In fixing the fair value of the shares, the court shall consider the nature of
the transaction giving rise to the shareholder's right to receive payment for
shares and its effects on the corporation and its shareholders, the concepts and
methods then customary in the relevant securities and financial markets for
determining fair value of shares of a corporation engaging in a similar
transaction under comparable circumstances and all other relevant factors. The
court shall determine the fair value of the shares without a jury and without
referral to an appraiser or referee. Upon application by the corporation or by
any shareholder who is a party to the proceeding, the court may, in its
discretion, permit pretrial disclosure, including, but not limited to,
disclosure of any expert's reports relating to the fair value of the shares
whether or not intended for use at the trial in the proceeding and
notwithstanding subdivision (d) of section 3101 of the civil practice law and
rules. 

                     (5) The final order in the proceeding shall be entered
against the corporation in favor of each dissenting shareholder who is a party
to the proceeding and is entitled thereto for the value of his shares so
determined. 

                     (6) The final order shall include an allowance for interest
at such rate as the court finds to be equitable, from the date the corporate
action was consummated to the date of payment. In determining the rate of
interest, the court shall consider all relevant factors, including the rate of
interest which the corporation would have had to pay to borrow money during the
pendency of the proceeding. If the court finds that the refusal of any
shareholder to accept the corporate offer of payment for his shares was
arbitrary, vexatious or otherwise not in good faith, no interest shall be
allowed to him. 

                     (7) Each party to such proceeding shall bear its own costs
and expenses, including the fees and expenses of its counsel and of any experts
employed by it.

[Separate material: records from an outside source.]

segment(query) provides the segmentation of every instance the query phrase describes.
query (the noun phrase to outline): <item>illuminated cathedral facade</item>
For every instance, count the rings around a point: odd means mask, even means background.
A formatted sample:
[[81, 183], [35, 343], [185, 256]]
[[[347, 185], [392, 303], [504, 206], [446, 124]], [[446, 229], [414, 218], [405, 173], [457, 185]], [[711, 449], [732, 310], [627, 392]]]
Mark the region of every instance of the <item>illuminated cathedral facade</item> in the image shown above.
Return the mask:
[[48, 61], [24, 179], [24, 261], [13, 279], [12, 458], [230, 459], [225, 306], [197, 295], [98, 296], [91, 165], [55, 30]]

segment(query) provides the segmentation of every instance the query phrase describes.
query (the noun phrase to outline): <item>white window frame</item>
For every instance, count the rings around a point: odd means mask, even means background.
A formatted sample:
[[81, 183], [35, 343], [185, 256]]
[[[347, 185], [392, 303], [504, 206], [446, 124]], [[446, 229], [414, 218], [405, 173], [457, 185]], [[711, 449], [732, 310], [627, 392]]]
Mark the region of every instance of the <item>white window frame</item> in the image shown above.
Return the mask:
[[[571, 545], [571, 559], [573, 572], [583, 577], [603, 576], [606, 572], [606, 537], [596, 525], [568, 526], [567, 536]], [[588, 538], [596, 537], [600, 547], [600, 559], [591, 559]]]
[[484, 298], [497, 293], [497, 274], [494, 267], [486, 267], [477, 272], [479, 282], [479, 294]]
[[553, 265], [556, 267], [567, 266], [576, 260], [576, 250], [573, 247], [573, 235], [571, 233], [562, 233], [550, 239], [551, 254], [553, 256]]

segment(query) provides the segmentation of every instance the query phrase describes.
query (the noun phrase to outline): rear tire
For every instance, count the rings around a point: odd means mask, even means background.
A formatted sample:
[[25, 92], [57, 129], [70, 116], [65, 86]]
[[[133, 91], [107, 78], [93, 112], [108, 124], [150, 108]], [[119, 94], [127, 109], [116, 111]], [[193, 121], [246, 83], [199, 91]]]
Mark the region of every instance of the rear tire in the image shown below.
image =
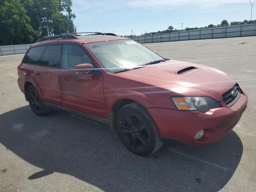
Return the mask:
[[29, 105], [35, 114], [44, 116], [50, 112], [52, 108], [44, 105], [34, 86], [31, 85], [28, 87], [27, 94]]
[[116, 124], [124, 145], [136, 155], [153, 154], [163, 144], [154, 120], [146, 109], [137, 103], [130, 103], [120, 109]]

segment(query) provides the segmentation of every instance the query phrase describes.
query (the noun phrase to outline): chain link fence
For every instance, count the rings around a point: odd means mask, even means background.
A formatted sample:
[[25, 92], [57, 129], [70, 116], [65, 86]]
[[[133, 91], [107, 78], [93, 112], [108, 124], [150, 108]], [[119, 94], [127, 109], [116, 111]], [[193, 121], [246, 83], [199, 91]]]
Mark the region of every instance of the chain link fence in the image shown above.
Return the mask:
[[256, 24], [131, 37], [140, 43], [256, 36]]

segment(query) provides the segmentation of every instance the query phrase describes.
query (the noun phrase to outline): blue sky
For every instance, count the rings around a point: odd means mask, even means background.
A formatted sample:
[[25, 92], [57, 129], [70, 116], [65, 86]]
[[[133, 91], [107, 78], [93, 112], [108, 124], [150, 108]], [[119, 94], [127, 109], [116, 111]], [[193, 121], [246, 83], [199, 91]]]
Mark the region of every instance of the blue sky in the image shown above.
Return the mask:
[[[256, 2], [252, 20], [256, 20]], [[170, 25], [181, 29], [250, 20], [249, 0], [73, 0], [79, 32], [113, 32], [120, 35], [156, 32]]]

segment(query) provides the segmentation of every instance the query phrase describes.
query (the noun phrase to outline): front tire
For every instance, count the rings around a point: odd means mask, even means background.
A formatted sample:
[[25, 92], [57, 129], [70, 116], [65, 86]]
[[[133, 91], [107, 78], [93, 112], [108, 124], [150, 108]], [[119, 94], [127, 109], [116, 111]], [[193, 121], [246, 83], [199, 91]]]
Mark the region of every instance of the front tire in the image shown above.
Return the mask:
[[128, 104], [120, 109], [116, 123], [121, 141], [136, 155], [152, 154], [163, 144], [153, 119], [146, 109], [137, 103]]
[[35, 114], [44, 116], [51, 112], [52, 108], [44, 105], [36, 88], [33, 85], [28, 87], [27, 94], [29, 105]]

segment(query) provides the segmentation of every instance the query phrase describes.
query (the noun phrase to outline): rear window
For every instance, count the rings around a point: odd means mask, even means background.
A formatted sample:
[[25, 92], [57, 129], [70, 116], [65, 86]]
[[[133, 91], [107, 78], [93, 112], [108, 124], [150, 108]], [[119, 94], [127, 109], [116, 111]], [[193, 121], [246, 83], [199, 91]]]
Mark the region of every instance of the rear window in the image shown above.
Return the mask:
[[39, 65], [60, 67], [60, 51], [62, 46], [61, 44], [48, 45], [44, 51]]
[[42, 46], [31, 48], [24, 56], [22, 62], [30, 64], [38, 64], [46, 47]]

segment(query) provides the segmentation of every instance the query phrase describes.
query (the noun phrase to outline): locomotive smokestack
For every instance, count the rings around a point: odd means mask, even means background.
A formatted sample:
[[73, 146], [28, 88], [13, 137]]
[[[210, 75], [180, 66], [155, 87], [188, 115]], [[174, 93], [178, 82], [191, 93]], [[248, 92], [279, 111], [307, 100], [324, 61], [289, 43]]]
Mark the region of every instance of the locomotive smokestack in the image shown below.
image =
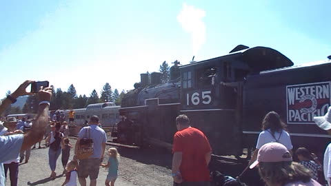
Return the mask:
[[148, 74], [140, 74], [140, 83], [142, 87], [148, 85]]

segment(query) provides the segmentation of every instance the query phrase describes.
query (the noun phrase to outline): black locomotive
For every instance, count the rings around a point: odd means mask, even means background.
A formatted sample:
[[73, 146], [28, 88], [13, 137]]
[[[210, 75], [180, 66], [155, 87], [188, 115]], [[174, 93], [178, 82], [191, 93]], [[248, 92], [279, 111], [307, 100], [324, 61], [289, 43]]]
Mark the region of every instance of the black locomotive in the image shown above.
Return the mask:
[[[255, 146], [264, 115], [274, 110], [288, 125], [294, 148], [321, 152], [330, 138], [314, 124], [331, 103], [330, 61], [293, 66], [279, 52], [239, 45], [230, 53], [141, 74], [141, 82], [122, 101], [120, 114], [131, 121], [132, 142], [171, 147], [175, 118], [187, 114], [201, 130], [213, 154], [237, 155]], [[121, 134], [119, 134], [121, 135]]]

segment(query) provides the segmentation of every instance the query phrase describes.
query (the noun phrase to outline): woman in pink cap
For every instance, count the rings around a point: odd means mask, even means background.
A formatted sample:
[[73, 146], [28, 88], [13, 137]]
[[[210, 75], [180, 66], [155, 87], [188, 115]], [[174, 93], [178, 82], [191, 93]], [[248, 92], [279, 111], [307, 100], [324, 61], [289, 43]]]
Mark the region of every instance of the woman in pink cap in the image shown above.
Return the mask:
[[261, 178], [268, 186], [321, 186], [312, 178], [309, 169], [293, 162], [291, 153], [279, 143], [263, 145], [250, 168], [257, 165]]

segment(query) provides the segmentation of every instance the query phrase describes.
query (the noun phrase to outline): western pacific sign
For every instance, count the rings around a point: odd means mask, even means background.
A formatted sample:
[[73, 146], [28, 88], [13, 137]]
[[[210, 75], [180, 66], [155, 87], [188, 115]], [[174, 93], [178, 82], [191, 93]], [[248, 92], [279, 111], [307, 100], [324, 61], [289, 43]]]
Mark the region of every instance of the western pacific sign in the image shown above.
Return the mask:
[[330, 83], [286, 86], [288, 124], [314, 124], [314, 116], [325, 115], [331, 104]]

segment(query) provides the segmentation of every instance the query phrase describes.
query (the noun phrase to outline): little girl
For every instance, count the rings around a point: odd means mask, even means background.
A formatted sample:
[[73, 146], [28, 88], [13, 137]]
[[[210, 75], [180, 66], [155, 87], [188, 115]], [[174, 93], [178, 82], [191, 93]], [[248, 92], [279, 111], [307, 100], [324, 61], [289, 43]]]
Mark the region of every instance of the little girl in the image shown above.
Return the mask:
[[295, 155], [298, 158], [300, 164], [312, 173], [312, 178], [318, 180], [318, 171], [321, 170], [321, 162], [314, 153], [310, 152], [305, 147], [299, 147], [295, 151]]
[[69, 160], [69, 156], [70, 156], [70, 148], [72, 147], [70, 141], [68, 138], [65, 138], [64, 144], [62, 145], [62, 156], [61, 160], [62, 161], [62, 165], [63, 166], [63, 172], [62, 174], [66, 174], [66, 167], [67, 166], [68, 161]]
[[[117, 170], [119, 169], [119, 154], [115, 148], [108, 149], [108, 164], [101, 164], [103, 167], [109, 167], [108, 174], [106, 179], [106, 186], [115, 185], [115, 180], [117, 178]], [[110, 185], [109, 183], [110, 183]]]
[[76, 167], [78, 163], [76, 161], [70, 161], [66, 168], [67, 173], [66, 174], [66, 180], [62, 186], [77, 186], [77, 171]]

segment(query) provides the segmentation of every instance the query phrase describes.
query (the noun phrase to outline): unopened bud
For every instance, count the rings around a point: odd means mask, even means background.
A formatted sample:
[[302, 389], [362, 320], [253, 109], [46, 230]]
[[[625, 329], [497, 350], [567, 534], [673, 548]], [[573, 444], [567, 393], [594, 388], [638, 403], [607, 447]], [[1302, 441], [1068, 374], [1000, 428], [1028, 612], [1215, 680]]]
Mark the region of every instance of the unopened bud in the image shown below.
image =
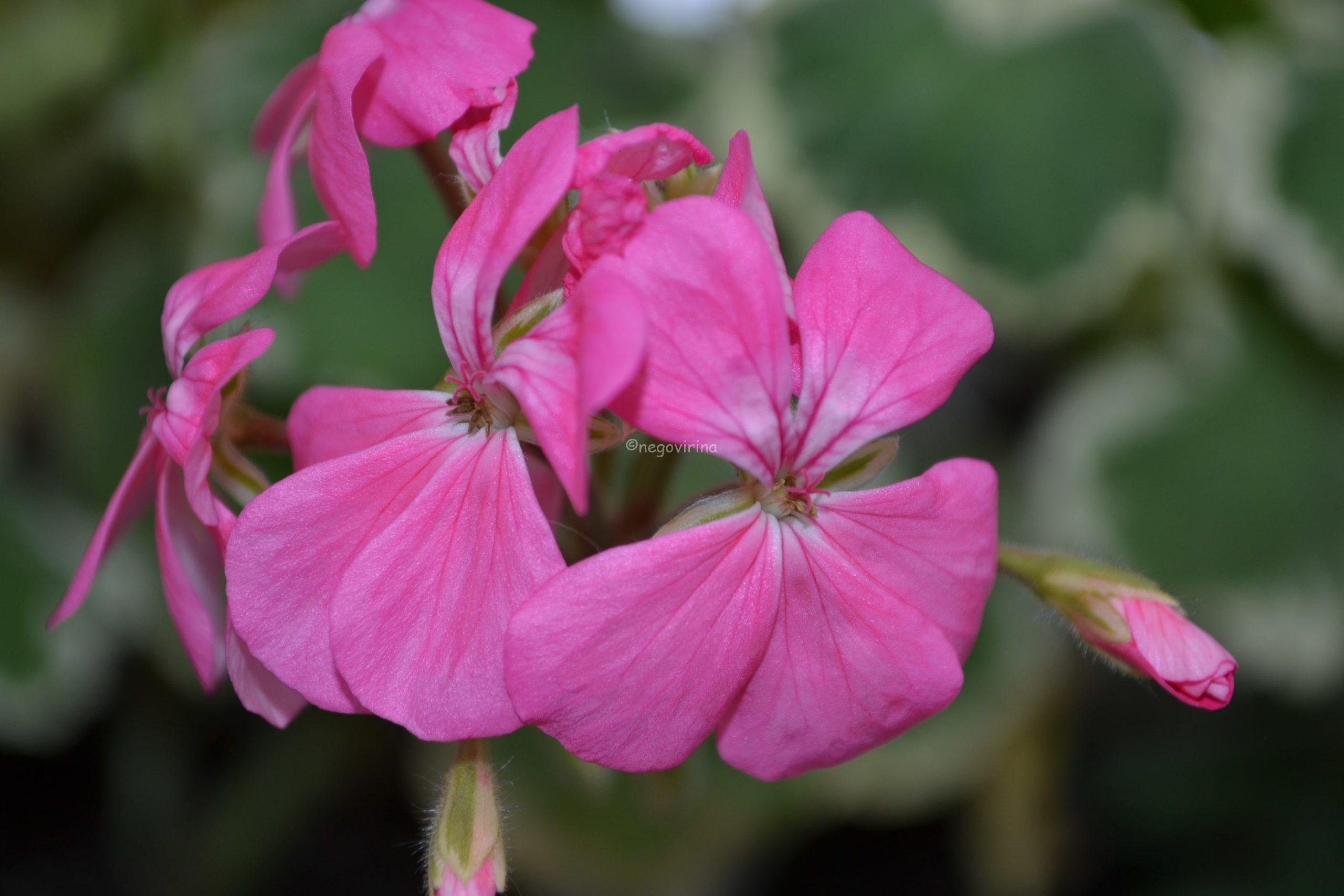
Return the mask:
[[999, 548], [999, 568], [1058, 610], [1103, 658], [1146, 676], [1177, 700], [1222, 709], [1236, 661], [1185, 618], [1156, 582], [1064, 553]]
[[484, 740], [457, 747], [429, 844], [430, 896], [504, 892], [504, 836]]

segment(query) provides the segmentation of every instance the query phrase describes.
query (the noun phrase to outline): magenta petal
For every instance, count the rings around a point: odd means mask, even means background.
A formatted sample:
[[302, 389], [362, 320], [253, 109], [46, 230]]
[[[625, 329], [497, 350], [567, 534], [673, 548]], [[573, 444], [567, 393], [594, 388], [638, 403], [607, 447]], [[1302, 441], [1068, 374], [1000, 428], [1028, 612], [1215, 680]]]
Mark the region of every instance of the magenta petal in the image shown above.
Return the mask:
[[759, 506], [603, 551], [513, 615], [513, 705], [581, 759], [671, 768], [759, 664], [778, 591], [780, 524]]
[[327, 610], [341, 575], [434, 478], [458, 427], [306, 467], [247, 504], [228, 540], [228, 611], [281, 681], [336, 712], [363, 708], [336, 673]]
[[434, 390], [317, 386], [298, 396], [285, 429], [301, 470], [446, 422], [448, 395]]
[[723, 759], [765, 780], [852, 759], [961, 690], [957, 654], [922, 613], [856, 570], [823, 527], [781, 529], [780, 618], [719, 729]]
[[500, 132], [513, 120], [517, 81], [509, 81], [488, 93], [492, 98], [489, 103], [477, 102], [453, 124], [453, 140], [448, 144], [449, 157], [473, 193], [485, 189], [485, 184], [491, 183], [504, 161], [500, 154]]
[[513, 259], [569, 189], [578, 124], [578, 109], [571, 107], [519, 137], [438, 251], [434, 317], [460, 375], [485, 372], [495, 360], [495, 296]]
[[603, 134], [579, 146], [574, 185], [585, 188], [598, 175], [629, 180], [663, 180], [687, 165], [714, 161], [704, 144], [672, 125], [644, 125]]
[[234, 631], [233, 621], [224, 623], [224, 662], [238, 701], [277, 728], [284, 728], [308, 705], [302, 695], [271, 674], [251, 654]]
[[473, 95], [507, 85], [532, 59], [536, 27], [482, 0], [366, 4], [347, 24], [378, 35], [382, 70], [359, 132], [383, 146], [431, 140]]
[[75, 576], [70, 582], [66, 595], [60, 599], [51, 618], [47, 619], [48, 629], [73, 617], [83, 604], [83, 599], [89, 594], [89, 586], [93, 584], [93, 578], [97, 575], [98, 566], [102, 563], [103, 555], [108, 553], [108, 548], [130, 525], [132, 520], [149, 506], [149, 501], [155, 493], [155, 473], [161, 454], [163, 450], [159, 446], [159, 439], [146, 429], [140, 434], [140, 445], [130, 458], [130, 466], [121, 476], [121, 482], [117, 484], [117, 489], [112, 493], [112, 500], [108, 501], [108, 509], [102, 512], [102, 519], [98, 520], [98, 528], [93, 531], [93, 537], [89, 539], [89, 547], [85, 548], [83, 557], [79, 560], [79, 568], [75, 570]]
[[790, 309], [789, 316], [792, 317], [793, 281], [789, 279], [789, 270], [784, 265], [780, 236], [774, 230], [774, 218], [770, 216], [770, 206], [765, 201], [761, 177], [757, 175], [755, 161], [751, 159], [751, 138], [745, 130], [739, 130], [728, 141], [728, 157], [723, 161], [723, 172], [719, 175], [714, 196], [741, 208], [761, 228], [761, 234], [774, 257], [774, 266], [780, 271], [780, 289], [784, 292], [785, 305]]
[[313, 79], [317, 75], [317, 56], [308, 56], [285, 75], [266, 99], [253, 125], [253, 148], [269, 152], [280, 142], [281, 136], [293, 120], [296, 110], [304, 106], [313, 94]]
[[155, 541], [168, 614], [200, 685], [214, 690], [224, 670], [223, 560], [187, 504], [181, 470], [165, 457], [159, 459]]
[[933, 411], [993, 341], [985, 309], [866, 212], [827, 228], [793, 301], [802, 391], [792, 450], [804, 476]]
[[942, 629], [965, 661], [997, 570], [995, 469], [984, 461], [943, 461], [918, 478], [837, 492], [818, 506], [839, 549]]
[[644, 301], [616, 259], [601, 259], [566, 300], [578, 321], [581, 411], [606, 407], [644, 361]]
[[789, 411], [789, 337], [755, 224], [714, 199], [677, 199], [649, 215], [624, 262], [646, 316], [648, 352], [613, 410], [773, 481]]
[[199, 267], [168, 290], [161, 318], [164, 357], [173, 376], [202, 336], [250, 310], [276, 278], [314, 267], [345, 249], [340, 224], [310, 224], [242, 258]]
[[362, 267], [378, 247], [378, 215], [368, 159], [355, 130], [353, 95], [383, 46], [368, 30], [345, 20], [323, 40], [317, 95], [308, 137], [308, 168], [323, 208], [345, 227], [349, 254]]
[[500, 383], [527, 416], [570, 502], [587, 513], [587, 414], [579, 407], [578, 328], [569, 304], [547, 314], [495, 360]]
[[331, 604], [332, 652], [359, 701], [417, 737], [503, 735], [520, 724], [504, 629], [564, 562], [512, 429], [464, 435], [435, 466], [349, 564]]

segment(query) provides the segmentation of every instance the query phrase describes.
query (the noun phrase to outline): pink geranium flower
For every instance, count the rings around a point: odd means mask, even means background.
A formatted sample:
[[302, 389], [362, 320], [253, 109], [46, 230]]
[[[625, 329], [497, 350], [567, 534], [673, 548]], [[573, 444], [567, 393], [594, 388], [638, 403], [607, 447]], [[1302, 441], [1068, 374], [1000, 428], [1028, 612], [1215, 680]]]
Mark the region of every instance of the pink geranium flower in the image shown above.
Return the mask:
[[336, 24], [257, 118], [253, 141], [271, 153], [257, 218], [262, 244], [294, 231], [289, 169], [306, 130], [317, 197], [345, 226], [351, 255], [367, 265], [378, 219], [360, 137], [410, 146], [461, 128], [454, 157], [481, 159], [492, 136], [477, 125], [499, 118], [496, 109], [504, 121], [512, 113], [513, 78], [532, 58], [532, 31], [482, 0], [368, 0]]
[[793, 287], [794, 410], [780, 273], [759, 220], [688, 197], [583, 278], [646, 312], [642, 372], [614, 410], [745, 484], [570, 567], [515, 614], [515, 707], [582, 759], [667, 768], [718, 731], [728, 763], [782, 778], [896, 736], [961, 688], [995, 578], [993, 469], [956, 459], [843, 489], [890, 459], [871, 439], [948, 398], [989, 348], [989, 318], [874, 218], [847, 215]]
[[56, 626], [83, 604], [113, 541], [153, 501], [164, 596], [196, 677], [212, 690], [227, 665], [243, 705], [281, 727], [302, 701], [255, 664], [231, 633], [222, 574], [234, 513], [208, 482], [224, 406], [220, 392], [266, 351], [274, 334], [250, 330], [204, 345], [190, 357], [188, 352], [204, 333], [261, 301], [277, 275], [320, 263], [343, 243], [340, 227], [325, 222], [173, 283], [163, 314], [164, 356], [173, 383], [151, 392], [140, 446], [48, 621]]
[[[612, 387], [577, 361], [571, 304], [540, 300], [493, 330], [491, 318], [509, 265], [569, 189], [577, 133], [570, 109], [519, 138], [444, 242], [434, 314], [456, 390], [305, 394], [289, 427], [304, 469], [239, 520], [227, 556], [234, 622], [320, 707], [368, 709], [429, 740], [520, 724], [504, 627], [564, 564], [519, 427], [582, 510], [583, 414]], [[585, 310], [603, 312], [601, 301]]]

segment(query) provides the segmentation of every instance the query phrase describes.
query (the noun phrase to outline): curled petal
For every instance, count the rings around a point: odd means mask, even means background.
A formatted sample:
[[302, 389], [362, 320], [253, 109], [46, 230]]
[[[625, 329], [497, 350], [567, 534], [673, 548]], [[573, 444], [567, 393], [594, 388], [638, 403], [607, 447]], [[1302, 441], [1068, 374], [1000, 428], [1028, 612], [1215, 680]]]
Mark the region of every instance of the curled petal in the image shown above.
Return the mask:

Notwithstanding the foregoing, the court may, in its discretion,
apportion and assess all or any part of the costs, expenses and fees incurred by
the corporation against any or all of the dissenting shareholders who are

<PAGE>


parties to the proceeding, including any who have withdrawn their notices of
election as provided in paragraph (e), if the court finds that their refusal to
accept the corporate offer was arbitrary, vexatious or otherwise not in good
faith. The court may, in its discretion, apportion and assess all or any part of
the costs, expenses and fees incurred by any or all of the dissenting
shareholders who are parties to the proceeding against the corporation if the
court finds any of the following: (A) that the fair value of the shares as
determined materially exceeds the amount which the corporation offered to pay;
(B) that no offer or required advance payment was made by the corporation; (C)
that the corporation failed to institute the special proceeding within the
period specified therefor; or (D) that the action of the corporation in
complying with its obligations as provided in this section was arbitrary,
vexatious or otherwise not in good faith. In making any determination as
provided in clause (A), the court may consider the dollar amount or the
percentage, or both, by which the fair value of the shares as determined exceeds
the corporate offer. 

                                      D-4

<PAGE>

                     (8) Within sixty days after final determination of the
proceeding, the corporation shall pay to each dissenting shareholder the amount
found to be due him, upon surrender of the certificates for any such shares
represented by certificates.

         (i) Shares acquired by the corporation upon the payment of the agreed
value therefor or of the amount due under the final order, as provided in this
section, shall become treasury shares or be cancelled as provided in section 515
(Reacquired shares), except that, in the case of a merger or consolidation, they
may be held and disposed of as the plan of merger or consolidation may otherwise
provide. 

         (j) No payment shall be made to a dissenting shareholder under this
section at a time when the corporation is insolvent or when such payment would
make it insolvent. In such event, the dissenting shareholder shall, at his
option: 

                     (1) Withdraw his notice of election, which shall in such
event be deemed withdrawn with the written consent of the corporation; or 

                     (2) Retain his status as a claimant against the corporation
and, if it is liquidated, be subordinated to the rights of creditors of the
corporation, but have rights superior to the non-dissenting shareholders, and if
it is not liquidated, retain his right to be paid for his shares, which right
the corporation shall be obliged to satisfy when the restrictions of this
paragraph do not apply. 

                     (3) The dissenting shareholder shall exercise such option
under subparagraph (1) or (2) by written notice filed with the corporation
within thirty days after the corporation has given him written notice that
payment for his shares cannot be made because of the restrictions of this
paragraph. If the dissenting shareholder fails to exercise such option as
provided, the corporation shall exercise the option by written notice given to
him within twenty days after the expiration of such period of thirty days. 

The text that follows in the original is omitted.